According to the permanent court of International Justice, “The essential principle contained in
the actual notion of an illegal activities is that reparation must, as far as possible, wipe out all the
consequences of the illegal activities and re-establish the situation which would, in all
probability, have existed if that act had not been committed.”

The underlying principle within international law is that redress for human injustices is possible
and can be obtained as a result of judicial redress.
It has been shown that legislation have greater flexibility than the courts in cases of Reparations.

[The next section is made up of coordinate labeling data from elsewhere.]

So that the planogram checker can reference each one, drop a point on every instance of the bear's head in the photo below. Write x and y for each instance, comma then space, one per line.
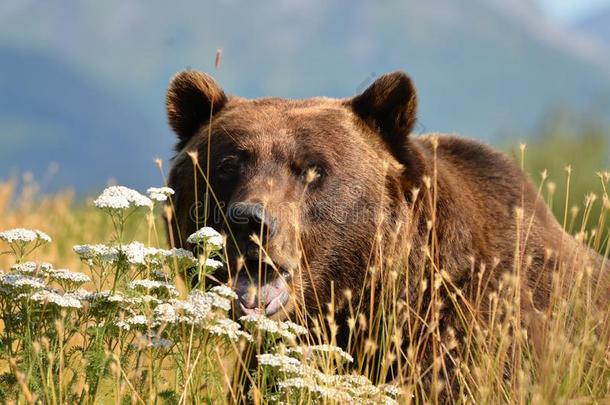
306, 191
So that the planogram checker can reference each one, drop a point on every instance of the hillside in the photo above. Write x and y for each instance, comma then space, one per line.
598, 26
84, 85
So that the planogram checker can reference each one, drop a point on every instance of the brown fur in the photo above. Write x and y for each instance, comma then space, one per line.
454, 198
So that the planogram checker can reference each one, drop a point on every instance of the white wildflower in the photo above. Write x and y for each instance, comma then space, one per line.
134, 252
154, 285
67, 276
159, 194
63, 301
21, 282
228, 328
122, 325
212, 264
91, 254
200, 298
296, 382
80, 294
283, 363
105, 296
207, 236
330, 349
25, 268
154, 342
119, 198
165, 313
143, 299
224, 291
159, 275
24, 235
262, 323
296, 328
391, 389
137, 320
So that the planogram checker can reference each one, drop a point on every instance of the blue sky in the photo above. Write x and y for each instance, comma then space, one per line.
571, 10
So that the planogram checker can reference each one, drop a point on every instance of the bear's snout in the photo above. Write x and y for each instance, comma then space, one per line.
250, 218
268, 295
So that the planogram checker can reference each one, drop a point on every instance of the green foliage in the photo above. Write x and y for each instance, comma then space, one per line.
574, 150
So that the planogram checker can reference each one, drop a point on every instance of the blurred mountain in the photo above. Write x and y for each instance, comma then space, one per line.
52, 117
598, 26
82, 84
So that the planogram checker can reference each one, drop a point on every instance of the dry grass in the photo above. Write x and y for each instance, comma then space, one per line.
565, 359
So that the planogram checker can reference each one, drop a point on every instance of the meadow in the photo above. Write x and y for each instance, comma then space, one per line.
122, 326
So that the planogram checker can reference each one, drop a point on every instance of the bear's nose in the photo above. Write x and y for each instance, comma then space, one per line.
268, 296
248, 218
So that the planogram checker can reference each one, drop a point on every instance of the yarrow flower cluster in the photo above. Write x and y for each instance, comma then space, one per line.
288, 330
158, 287
20, 283
336, 387
208, 236
67, 276
306, 351
135, 253
60, 300
120, 198
159, 194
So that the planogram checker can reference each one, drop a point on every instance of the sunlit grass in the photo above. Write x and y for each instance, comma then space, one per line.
65, 356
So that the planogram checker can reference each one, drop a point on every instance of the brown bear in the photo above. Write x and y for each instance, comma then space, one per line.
329, 202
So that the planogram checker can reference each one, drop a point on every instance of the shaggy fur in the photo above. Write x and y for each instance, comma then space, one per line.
342, 177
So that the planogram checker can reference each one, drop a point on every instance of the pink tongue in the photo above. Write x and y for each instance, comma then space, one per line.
273, 295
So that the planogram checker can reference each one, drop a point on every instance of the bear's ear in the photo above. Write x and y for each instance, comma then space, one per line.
390, 105
192, 98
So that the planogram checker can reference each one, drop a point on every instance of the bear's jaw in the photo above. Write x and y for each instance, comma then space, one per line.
258, 297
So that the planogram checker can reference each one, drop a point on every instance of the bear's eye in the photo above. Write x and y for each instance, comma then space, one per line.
229, 166
311, 174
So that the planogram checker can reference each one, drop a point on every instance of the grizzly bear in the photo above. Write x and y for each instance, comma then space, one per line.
330, 202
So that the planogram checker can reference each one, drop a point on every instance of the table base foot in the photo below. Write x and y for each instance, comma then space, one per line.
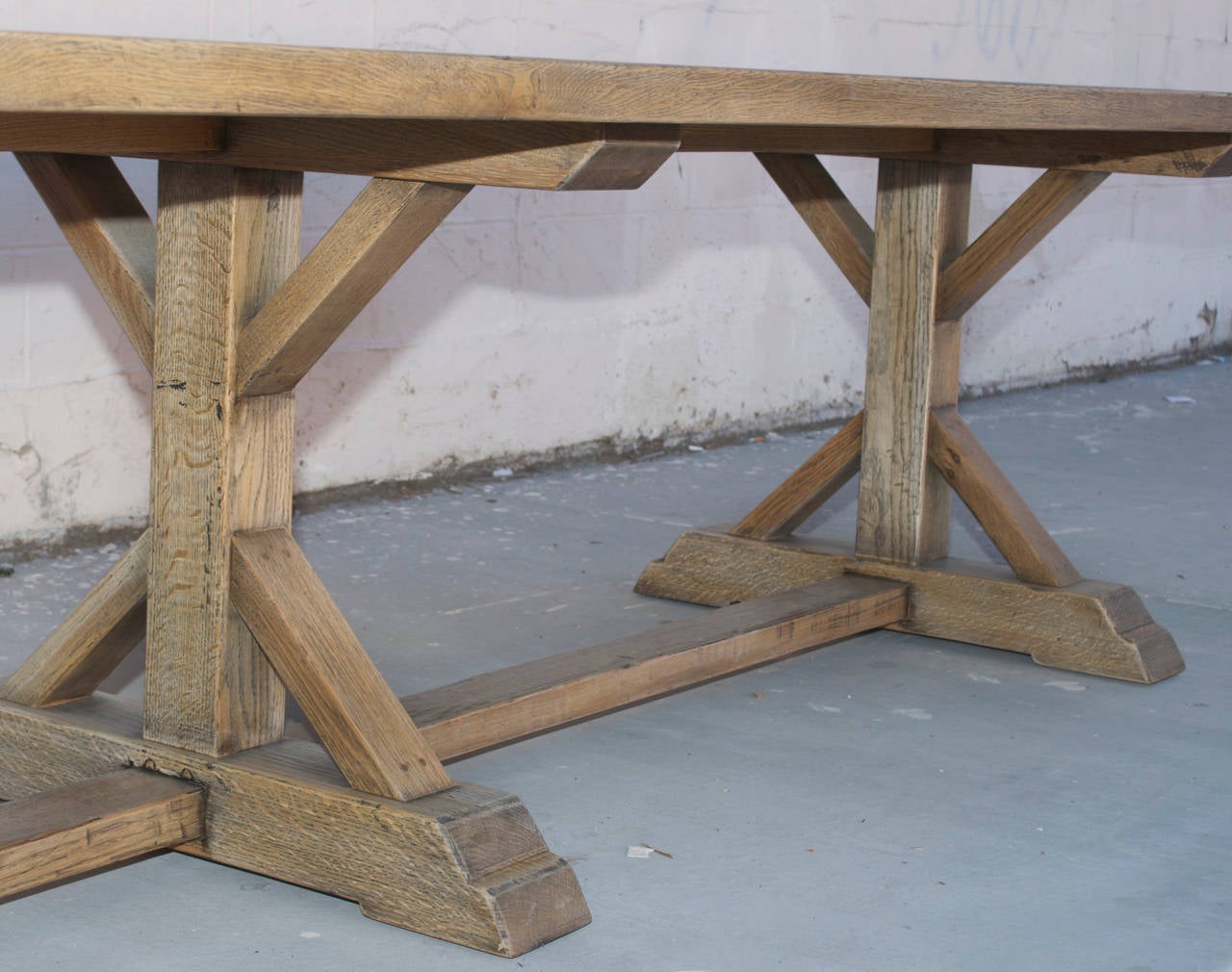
1091, 626
467, 865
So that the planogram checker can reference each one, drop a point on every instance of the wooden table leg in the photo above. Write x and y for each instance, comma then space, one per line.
911, 448
233, 611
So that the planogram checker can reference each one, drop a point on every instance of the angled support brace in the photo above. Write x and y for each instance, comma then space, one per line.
1012, 237
369, 243
317, 655
110, 232
802, 493
1026, 546
95, 637
839, 228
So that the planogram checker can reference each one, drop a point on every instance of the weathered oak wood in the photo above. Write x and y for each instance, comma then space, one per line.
1009, 523
808, 141
109, 231
109, 135
832, 217
1188, 155
82, 827
802, 493
227, 238
315, 651
625, 157
1093, 627
1014, 234
546, 155
466, 865
95, 637
369, 243
903, 508
122, 75
502, 706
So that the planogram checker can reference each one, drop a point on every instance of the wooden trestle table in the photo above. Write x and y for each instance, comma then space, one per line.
220, 308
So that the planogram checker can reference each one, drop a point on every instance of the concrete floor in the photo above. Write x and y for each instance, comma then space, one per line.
886, 804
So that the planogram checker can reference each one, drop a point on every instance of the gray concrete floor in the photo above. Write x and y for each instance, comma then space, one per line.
886, 804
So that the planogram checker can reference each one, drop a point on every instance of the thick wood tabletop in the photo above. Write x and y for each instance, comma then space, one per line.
53, 73
318, 109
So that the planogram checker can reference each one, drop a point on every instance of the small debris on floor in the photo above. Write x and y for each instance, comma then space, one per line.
642, 852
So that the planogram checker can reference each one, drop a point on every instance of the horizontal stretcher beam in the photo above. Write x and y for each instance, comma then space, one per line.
502, 706
74, 830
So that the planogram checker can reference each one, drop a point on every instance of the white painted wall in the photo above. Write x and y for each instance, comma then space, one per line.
700, 303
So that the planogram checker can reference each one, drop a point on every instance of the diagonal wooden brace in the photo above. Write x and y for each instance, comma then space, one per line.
802, 493
317, 655
95, 637
109, 229
1009, 523
839, 228
1012, 237
370, 242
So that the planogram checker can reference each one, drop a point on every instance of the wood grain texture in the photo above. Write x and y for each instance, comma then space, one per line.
467, 865
109, 135
946, 356
625, 157
225, 241
872, 143
92, 640
109, 231
1091, 626
802, 493
1014, 234
826, 211
542, 155
315, 651
900, 511
56, 73
82, 827
369, 243
1009, 523
502, 706
1188, 155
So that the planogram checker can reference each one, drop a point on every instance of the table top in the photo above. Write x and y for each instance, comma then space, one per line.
189, 95
58, 73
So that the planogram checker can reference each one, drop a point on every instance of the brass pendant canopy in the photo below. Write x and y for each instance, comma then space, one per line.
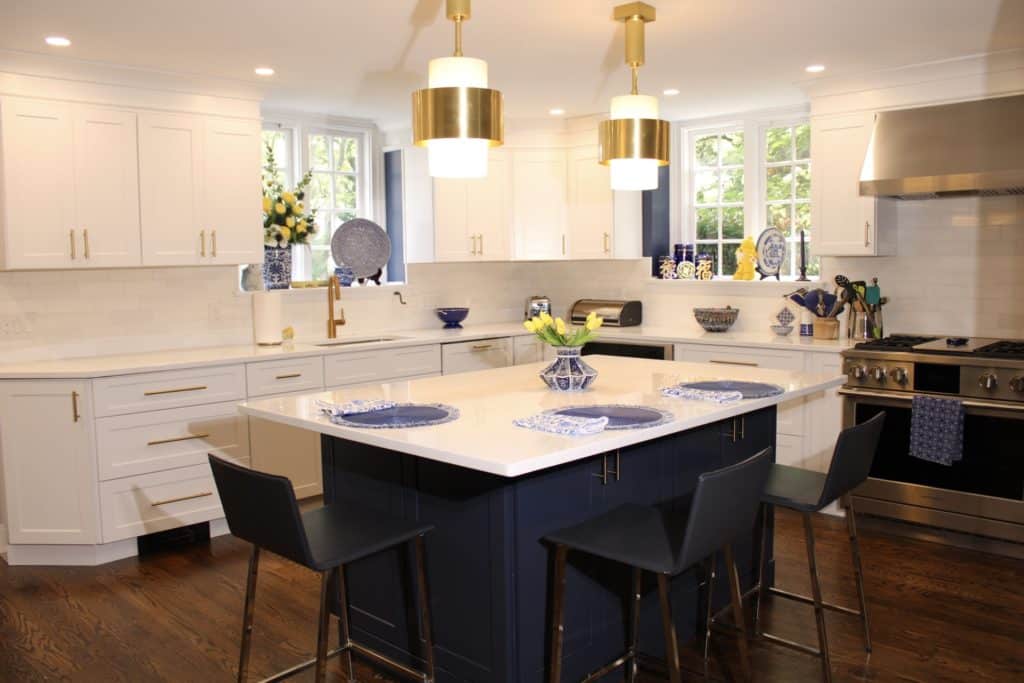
635, 138
459, 113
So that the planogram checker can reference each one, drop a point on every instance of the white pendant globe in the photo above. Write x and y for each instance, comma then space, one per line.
457, 158
634, 174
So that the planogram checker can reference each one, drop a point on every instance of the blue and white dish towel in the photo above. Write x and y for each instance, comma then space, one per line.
678, 391
937, 429
353, 407
566, 425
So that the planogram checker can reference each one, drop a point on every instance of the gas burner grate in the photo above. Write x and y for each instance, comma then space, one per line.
1001, 349
894, 343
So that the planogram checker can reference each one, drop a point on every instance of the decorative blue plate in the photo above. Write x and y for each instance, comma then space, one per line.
402, 415
620, 417
749, 389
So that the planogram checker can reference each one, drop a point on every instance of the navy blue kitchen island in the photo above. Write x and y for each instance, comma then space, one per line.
488, 569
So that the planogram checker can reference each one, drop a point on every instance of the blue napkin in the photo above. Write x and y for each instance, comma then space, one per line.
678, 391
353, 407
565, 425
937, 429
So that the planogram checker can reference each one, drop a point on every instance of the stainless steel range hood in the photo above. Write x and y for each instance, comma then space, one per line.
974, 147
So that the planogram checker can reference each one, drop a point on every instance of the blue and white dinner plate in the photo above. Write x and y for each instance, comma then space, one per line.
749, 389
402, 415
620, 417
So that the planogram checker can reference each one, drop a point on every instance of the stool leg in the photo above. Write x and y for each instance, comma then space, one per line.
766, 510
737, 611
323, 629
819, 612
710, 597
421, 579
557, 607
671, 641
634, 624
247, 614
344, 636
858, 571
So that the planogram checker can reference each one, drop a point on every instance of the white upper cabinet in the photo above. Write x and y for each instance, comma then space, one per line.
591, 206
107, 187
171, 188
231, 210
844, 223
539, 204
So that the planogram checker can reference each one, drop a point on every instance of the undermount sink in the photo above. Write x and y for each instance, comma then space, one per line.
360, 340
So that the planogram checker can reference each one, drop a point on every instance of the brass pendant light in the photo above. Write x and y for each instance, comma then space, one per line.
458, 117
634, 141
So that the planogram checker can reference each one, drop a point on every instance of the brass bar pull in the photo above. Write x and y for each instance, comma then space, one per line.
160, 392
603, 474
181, 498
744, 364
175, 439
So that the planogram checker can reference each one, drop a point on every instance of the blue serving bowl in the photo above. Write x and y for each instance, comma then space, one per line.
452, 316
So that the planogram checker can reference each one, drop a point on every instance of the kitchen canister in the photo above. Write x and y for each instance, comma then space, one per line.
266, 317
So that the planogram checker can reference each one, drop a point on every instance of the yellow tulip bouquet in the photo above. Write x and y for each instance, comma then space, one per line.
555, 332
285, 218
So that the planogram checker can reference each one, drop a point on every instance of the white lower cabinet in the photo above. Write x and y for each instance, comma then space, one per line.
479, 354
49, 464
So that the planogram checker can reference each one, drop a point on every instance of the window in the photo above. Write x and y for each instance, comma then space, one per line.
742, 177
336, 190
718, 197
787, 189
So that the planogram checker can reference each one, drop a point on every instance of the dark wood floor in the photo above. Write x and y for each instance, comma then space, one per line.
938, 614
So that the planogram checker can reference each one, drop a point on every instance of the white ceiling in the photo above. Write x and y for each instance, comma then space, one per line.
364, 58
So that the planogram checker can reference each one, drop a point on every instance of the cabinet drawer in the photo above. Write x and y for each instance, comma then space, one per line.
270, 377
737, 355
176, 388
481, 354
131, 444
135, 506
381, 366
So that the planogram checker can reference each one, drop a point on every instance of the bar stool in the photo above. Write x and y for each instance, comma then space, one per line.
261, 509
808, 493
646, 539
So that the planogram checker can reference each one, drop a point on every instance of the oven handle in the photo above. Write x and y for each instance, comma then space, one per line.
907, 397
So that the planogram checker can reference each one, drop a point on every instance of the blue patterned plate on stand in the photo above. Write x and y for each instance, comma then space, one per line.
620, 417
749, 389
402, 415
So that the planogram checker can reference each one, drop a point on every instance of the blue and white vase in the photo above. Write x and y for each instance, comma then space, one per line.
568, 372
276, 267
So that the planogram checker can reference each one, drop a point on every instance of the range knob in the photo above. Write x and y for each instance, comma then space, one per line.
988, 382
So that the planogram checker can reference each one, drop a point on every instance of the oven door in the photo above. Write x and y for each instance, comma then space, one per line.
981, 494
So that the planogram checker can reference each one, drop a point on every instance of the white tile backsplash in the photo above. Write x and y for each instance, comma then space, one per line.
957, 271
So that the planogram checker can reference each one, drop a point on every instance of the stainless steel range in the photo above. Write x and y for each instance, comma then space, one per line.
980, 497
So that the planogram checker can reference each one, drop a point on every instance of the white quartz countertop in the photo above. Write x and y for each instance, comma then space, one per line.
484, 437
128, 364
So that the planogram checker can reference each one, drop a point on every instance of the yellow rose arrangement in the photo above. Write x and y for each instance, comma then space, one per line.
285, 218
554, 331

Mari Matsuda claims that a human injustice attracts a claim of Reparations once they meet these
three criterias
1. The injustice must be well documented and the historical data should withstand scientific
scrutiny. In the case of the caribbean, there is an abundance of general evidence
acknowledged by political and judicial institutions.
2. The victims must be identifiable as a specific group. The natives of the caribbean who
survived British genocide ax well as descendents of enslaved Africans constitute
identifiable communities that have suffered criminally at the hands of European colonists.
3. The current members of this group must continue to suffer harm. The descendents of the
native people as well as the Africans experience a system of post slavery apartheid that
focuses on race and ethnicity. This system is connected to the past injustices.
Accordingly, the nature of these historic disasters is recognised by international law and
provisions have made for the presentation of these reparation cases.

The system of chattel enslavement was based on the legal reduction of blacks to being property
and real estate, denying them any rights of life and human recognition.

The Privacy Principles and Remoteness


The concept of Remoteness seeks to establish that there are time limitations upon the concept of
Reparations. (Uk)
Both concepts claim slavery took place a long time ago, and neither victims nor perpetrators are
alive to answer for the case of Reparations.